Spinal muscular atrophy (SMA) is an autosomal recessive, hereditary disease with a reported prevalence of 1 in 11,000 live births.[1]  As the disease affects motor neurons, the clinical manifestations relate to muscular weakness and atrophy.  The specific clinical course varies depending on the patient and the subtype of SMA.  

Little has been published on the urological manifestations of SMA. For instance, though kidney stones are relatively common, occurring in 1 in 11 persons in the United States [2], the occurrence of kidney stones in SMA has not been covered in the medical literature. Nonetheless, it is important that clinicians are aware of the unique challenges that managing kidney stones in SMA patients present. 

While the general principles of managing kidney stones apply to patients with SMA, clinicians should also consider details specific to SMA patients when deciding how best to manage kidney stones in this population. In cases of surgical management of stones, there are no specific contraindications. However, a careful pre-operative evaluation should be completed prior to any surgical intervention and should involve a collaborative effort between the urologist, anesthesiologist and pulmonologist. The primary consideration in SMA patients should be risk of respiratory complications associated with anesthesia.[3] Though neuromuscular blockers have been used in patients with SMA, these patients may have increased sensitivity to these blockers. 

Because there are no reported outcomes for stone surgery in the SMA population, the choice of which surgery to perform should be based on stone and patient characteristics.[4]  For patients in whom a percutaneous nephrolithotomy (PNL) is believed to be the best option, one should be particularly cautious and avoid supracostal punctures due to the increased risk of pleural complications. Depending on the patient habitus and the surgeon’s experience, a supine position may be preferable for PNL.  Additionally, a staged approach with ureteroscopy and laser lithotripsy should be considered.

Given the potential increased risks of anesthesia in those with SMA,  SMA patients with kidney stones should be strongly encouraged to undergo metabolic evaluation. This approach is consistent with the American Urological Association Guidelines’ recommendation to assess “high risk” patients with a comprehensive evaluation.[5]  Because there are no reports on specific risk factors for kidney stones in patients with SMA, it is important to collect 24 hour urine samples to determine underlying risk factors for stone formation.  Basic blood chemistry, stone analysis (if available), and urinalysis +/- urine culture should all be incorporated into  the evaluation.  

As the risks associated with surgical intervention in this population are likely enhanced, aggressive prevention is preferable.
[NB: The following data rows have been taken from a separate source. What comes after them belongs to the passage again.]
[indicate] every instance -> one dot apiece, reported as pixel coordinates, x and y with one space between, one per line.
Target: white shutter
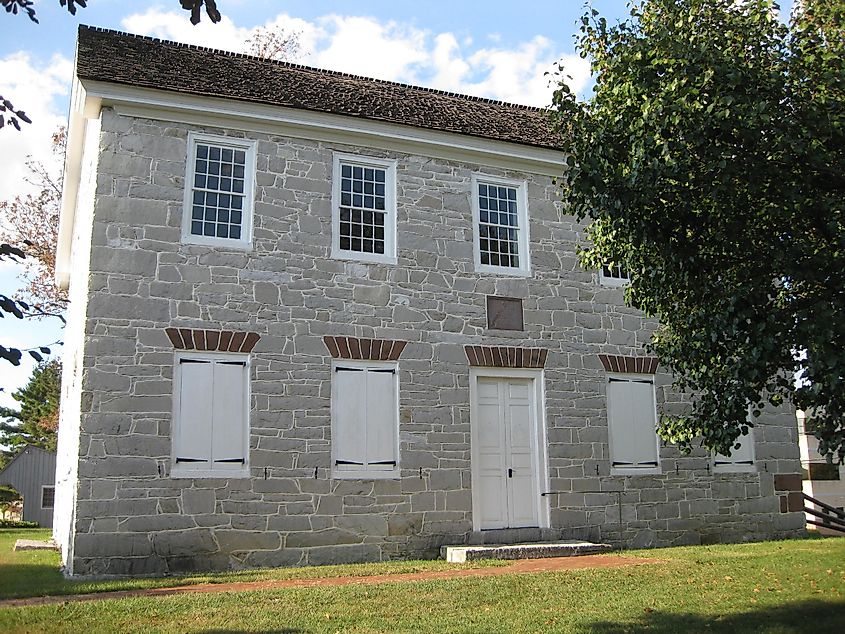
348 409
644 444
192 446
381 425
228 447
632 424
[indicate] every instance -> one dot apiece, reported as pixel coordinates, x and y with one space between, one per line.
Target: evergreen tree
36 422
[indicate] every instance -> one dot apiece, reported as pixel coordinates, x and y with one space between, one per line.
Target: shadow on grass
31 579
284 631
798 617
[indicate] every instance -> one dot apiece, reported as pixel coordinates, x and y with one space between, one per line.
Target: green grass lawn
773 587
35 573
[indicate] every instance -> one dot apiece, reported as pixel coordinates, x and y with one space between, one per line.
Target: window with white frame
365 419
616 275
210 415
219 191
741 458
364 209
500 212
48 497
632 424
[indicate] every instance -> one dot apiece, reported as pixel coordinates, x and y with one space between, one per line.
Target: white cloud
365 46
34 87
393 51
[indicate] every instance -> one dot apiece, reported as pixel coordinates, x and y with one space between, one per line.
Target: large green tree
36 420
710 160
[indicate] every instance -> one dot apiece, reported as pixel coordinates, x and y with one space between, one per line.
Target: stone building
321 318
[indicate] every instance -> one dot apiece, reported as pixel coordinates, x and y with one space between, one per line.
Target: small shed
32 473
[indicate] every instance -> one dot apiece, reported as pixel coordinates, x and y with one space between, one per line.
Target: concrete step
535 550
34 544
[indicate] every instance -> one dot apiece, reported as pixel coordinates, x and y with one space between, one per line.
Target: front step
463 554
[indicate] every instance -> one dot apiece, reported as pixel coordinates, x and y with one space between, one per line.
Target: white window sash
365 420
389 167
245 241
632 422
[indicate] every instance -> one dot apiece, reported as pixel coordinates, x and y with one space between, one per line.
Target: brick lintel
364 349
212 340
630 365
506 356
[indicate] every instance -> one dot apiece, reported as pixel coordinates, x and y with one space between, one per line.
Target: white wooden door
505 437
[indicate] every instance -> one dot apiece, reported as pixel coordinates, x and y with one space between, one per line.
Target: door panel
505 431
492 488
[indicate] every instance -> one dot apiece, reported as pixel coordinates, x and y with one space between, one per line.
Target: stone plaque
504 313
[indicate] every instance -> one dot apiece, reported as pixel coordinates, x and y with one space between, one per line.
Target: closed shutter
742 457
348 405
381 419
631 418
228 445
195 409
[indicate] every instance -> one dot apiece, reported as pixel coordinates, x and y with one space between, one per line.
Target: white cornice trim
321 126
89 97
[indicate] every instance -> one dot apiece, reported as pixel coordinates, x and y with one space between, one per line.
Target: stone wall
131 518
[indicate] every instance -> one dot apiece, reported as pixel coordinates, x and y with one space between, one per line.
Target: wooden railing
832 518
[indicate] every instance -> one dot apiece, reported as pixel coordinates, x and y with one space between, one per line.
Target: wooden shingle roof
115 57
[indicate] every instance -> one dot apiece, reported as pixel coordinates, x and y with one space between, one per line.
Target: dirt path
551 564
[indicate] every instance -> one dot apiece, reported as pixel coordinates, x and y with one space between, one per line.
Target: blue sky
496 49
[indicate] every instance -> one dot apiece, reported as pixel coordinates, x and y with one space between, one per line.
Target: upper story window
500 213
741 458
616 275
219 191
364 209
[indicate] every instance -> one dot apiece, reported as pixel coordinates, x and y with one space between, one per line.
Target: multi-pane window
364 209
219 197
210 415
365 419
501 219
632 424
742 455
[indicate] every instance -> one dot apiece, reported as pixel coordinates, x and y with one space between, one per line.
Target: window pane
498 219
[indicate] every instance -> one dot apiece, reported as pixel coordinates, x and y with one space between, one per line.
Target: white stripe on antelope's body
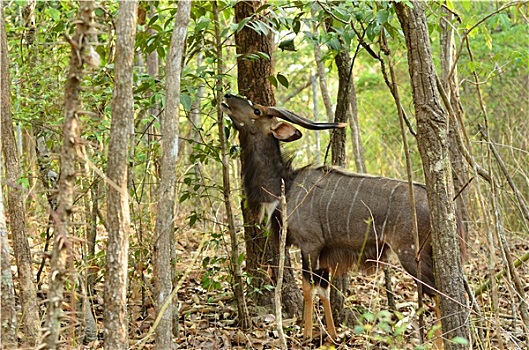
336 218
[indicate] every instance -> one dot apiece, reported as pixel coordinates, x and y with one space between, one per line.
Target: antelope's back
336 209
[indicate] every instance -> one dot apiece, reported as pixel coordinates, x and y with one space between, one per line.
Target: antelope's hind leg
320 280
325 296
307 287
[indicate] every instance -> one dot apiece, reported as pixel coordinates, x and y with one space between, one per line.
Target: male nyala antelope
336 218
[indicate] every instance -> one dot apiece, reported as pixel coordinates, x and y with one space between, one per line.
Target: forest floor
208 318
208 313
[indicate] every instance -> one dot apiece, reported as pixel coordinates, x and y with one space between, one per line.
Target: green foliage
383 328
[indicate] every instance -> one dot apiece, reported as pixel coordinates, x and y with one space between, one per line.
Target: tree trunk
8 312
261 253
340 284
236 271
81 52
432 137
165 218
115 314
322 78
451 87
15 205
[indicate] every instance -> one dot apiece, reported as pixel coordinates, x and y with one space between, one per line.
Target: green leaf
282 80
382 16
185 100
273 80
202 23
53 13
460 341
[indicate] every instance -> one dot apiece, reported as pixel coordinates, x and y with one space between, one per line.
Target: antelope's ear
285 132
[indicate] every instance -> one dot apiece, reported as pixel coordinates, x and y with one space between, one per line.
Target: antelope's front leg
307 287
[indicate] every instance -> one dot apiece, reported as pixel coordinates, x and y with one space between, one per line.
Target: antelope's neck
263 168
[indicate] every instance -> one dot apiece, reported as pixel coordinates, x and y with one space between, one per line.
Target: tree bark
81 53
432 137
15 205
115 315
340 284
236 271
165 218
451 87
8 312
261 253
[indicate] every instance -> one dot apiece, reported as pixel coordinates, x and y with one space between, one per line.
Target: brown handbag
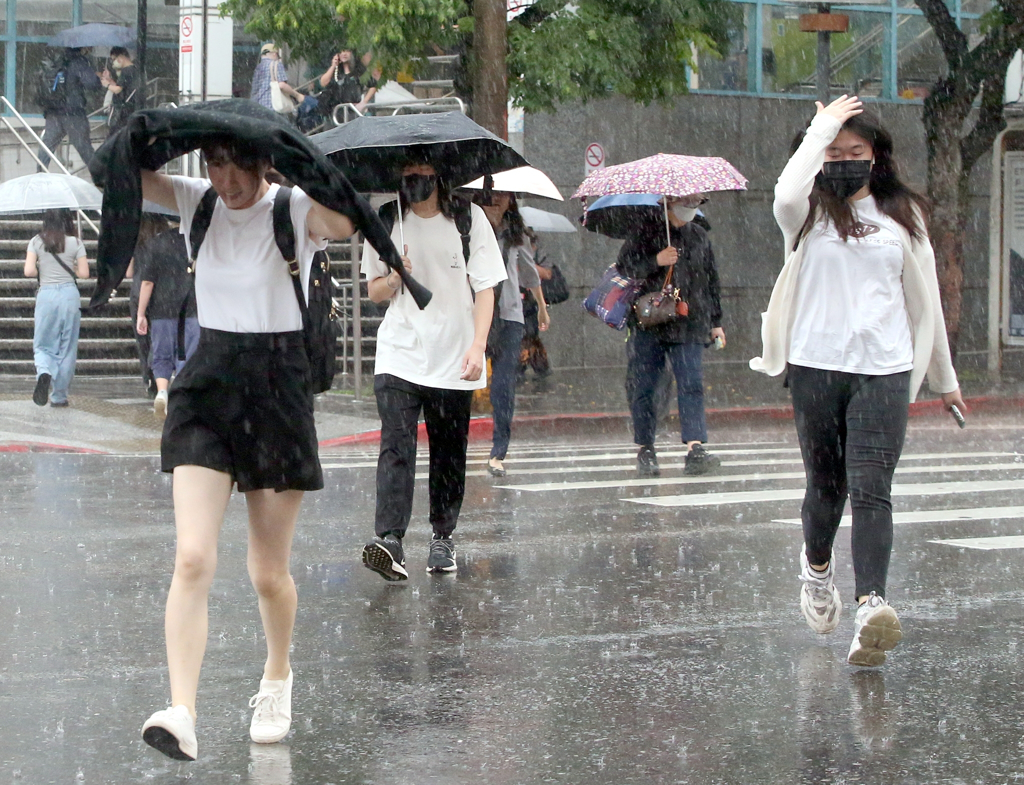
660 307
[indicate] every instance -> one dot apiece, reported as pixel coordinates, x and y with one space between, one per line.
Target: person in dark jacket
646 256
71 120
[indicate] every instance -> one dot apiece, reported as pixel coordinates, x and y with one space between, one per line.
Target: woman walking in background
855 316
56 258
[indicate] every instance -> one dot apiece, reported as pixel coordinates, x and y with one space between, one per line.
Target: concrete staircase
107 345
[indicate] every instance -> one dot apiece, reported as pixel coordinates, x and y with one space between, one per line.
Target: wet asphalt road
590 636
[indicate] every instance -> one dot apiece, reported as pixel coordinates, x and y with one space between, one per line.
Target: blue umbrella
94 34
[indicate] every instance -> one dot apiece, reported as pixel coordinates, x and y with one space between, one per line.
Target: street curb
480 428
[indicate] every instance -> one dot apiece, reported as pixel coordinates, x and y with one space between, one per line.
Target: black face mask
844 178
417 187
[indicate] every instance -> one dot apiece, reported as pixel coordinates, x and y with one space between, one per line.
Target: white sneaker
173 733
160 404
818 597
272 710
877 631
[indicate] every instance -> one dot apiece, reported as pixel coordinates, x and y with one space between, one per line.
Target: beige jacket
921 286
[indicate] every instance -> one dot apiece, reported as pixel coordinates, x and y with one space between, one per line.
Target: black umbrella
372 150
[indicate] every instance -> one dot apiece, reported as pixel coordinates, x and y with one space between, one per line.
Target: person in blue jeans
685 259
56 258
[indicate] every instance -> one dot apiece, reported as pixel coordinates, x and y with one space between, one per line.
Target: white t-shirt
427 347
850 309
242 280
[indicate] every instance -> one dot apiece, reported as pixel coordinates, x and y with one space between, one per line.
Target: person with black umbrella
429 360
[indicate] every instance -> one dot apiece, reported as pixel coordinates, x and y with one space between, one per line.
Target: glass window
42 17
730 72
920 61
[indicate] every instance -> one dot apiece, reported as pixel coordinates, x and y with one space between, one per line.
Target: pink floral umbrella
666 174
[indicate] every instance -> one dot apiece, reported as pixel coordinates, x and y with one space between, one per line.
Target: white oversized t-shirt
242 280
850 308
427 347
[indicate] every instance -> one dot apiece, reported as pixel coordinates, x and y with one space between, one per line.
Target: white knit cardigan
921 286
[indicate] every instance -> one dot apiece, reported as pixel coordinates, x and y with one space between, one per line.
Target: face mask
844 178
684 214
418 187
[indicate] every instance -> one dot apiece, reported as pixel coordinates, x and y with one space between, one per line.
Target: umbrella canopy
94 34
524 179
542 220
38 192
666 175
371 150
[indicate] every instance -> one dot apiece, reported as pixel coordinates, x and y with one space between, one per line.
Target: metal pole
823 71
356 318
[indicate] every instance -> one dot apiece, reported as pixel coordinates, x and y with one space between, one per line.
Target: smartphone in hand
957 416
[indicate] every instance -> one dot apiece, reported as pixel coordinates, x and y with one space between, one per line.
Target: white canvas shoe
818 597
172 731
877 631
271 710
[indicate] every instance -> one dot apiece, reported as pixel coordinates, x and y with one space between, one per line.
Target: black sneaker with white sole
385 557
441 557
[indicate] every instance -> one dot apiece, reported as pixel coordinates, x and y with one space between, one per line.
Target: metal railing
3 118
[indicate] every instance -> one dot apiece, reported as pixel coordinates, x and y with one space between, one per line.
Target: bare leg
271 524
201 497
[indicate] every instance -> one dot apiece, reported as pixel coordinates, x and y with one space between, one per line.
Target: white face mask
684 214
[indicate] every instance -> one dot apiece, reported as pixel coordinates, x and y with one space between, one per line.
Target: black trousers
851 430
446 416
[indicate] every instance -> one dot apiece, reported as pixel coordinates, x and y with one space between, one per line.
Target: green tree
963 116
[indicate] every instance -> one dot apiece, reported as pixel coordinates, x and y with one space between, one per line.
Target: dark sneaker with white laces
385 557
647 462
699 461
441 557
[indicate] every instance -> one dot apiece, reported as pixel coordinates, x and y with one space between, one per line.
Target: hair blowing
894 199
57 225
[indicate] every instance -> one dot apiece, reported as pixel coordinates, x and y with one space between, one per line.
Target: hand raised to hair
842 108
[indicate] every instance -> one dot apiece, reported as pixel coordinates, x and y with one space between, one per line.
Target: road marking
716 478
750 496
984 543
936 516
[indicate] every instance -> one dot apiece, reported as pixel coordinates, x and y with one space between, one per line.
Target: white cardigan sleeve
794 186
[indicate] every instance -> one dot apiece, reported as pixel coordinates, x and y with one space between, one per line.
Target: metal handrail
82 216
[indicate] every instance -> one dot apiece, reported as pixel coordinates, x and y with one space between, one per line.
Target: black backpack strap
284 235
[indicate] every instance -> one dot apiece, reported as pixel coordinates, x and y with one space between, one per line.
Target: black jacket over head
694 275
153 137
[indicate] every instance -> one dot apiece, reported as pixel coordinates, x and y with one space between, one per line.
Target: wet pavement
600 628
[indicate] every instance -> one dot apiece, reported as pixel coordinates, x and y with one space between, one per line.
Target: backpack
320 317
51 84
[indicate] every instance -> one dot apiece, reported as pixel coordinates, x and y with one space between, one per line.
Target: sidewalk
114 416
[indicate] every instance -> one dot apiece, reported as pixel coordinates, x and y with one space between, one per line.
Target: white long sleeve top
921 285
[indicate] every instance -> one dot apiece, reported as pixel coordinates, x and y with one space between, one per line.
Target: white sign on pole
593 158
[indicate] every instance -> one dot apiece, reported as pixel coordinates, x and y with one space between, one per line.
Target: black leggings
851 430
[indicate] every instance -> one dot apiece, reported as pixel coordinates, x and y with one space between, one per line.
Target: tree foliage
558 50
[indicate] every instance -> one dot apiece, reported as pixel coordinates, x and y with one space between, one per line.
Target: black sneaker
42 391
699 461
647 462
441 557
385 557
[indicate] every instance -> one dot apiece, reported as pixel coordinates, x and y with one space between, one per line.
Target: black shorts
242 404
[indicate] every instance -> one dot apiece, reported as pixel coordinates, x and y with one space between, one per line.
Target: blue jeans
164 354
645 359
58 318
503 375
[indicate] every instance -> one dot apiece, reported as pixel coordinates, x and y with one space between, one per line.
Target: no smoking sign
593 158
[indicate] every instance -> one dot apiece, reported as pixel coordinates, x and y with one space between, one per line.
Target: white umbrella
524 179
542 220
38 192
As such, physicians should provide dietary guidelines for prevention, which include the need to consume 2 to 3 liters of fluid a day, maintain moderate calcium intake, and minimize sodium consumption Findings from the 24 hour urine collections may also allow for more specific recommendations.  In addition to diet, strong consideration should be given to directed medical therapy for stone prevention.  Once on directed therapy, patients should be monitored with repeat 24 hour urine collections to ensure appropriate response.[5]  Periodic imaging should be performed to monitor for stone growth and new stone formation.

Though there are not a lot of recommendations or reports focused on patients with SMA and kidney stones, the approach for managing stones in this set of patients should generally be analogous to managing stones in other patients. However, in patients with SMA, emphasis should be placed on considering anesthetic risks when planning for procedures, initiating prevention and monitoring measures, and ensuring good communication between the urologist, anesthesiologist and any other providers caring for the patient.  

1. Kolb, S.J. and J.T. Kissel, Spinal Muscular Atrophy. Neurol Clin, 2015. 33(4): p. 831-46.

2. Scales, C.D., Jr., et al., Prevalence of kidney stones in the United States. Eur Urol, 2012. 62(1): p. 160-5.

3. Islander, G., Anesthesia and spinal muscle atrophy. Paediatr Anaesth, 2013. 23(9): p. 804-16.

4. Assimos, D., et al., Surgical Management of Stones: American Urological Association/Endourological Society Guideline, PART II. J Urol, 2016. 196(4): p. 1161-9.

5. Pearle, M.S., et al., Medical management of kidney stones: AUA guideline. J Urol, 2014. 192(2): p. 316-24.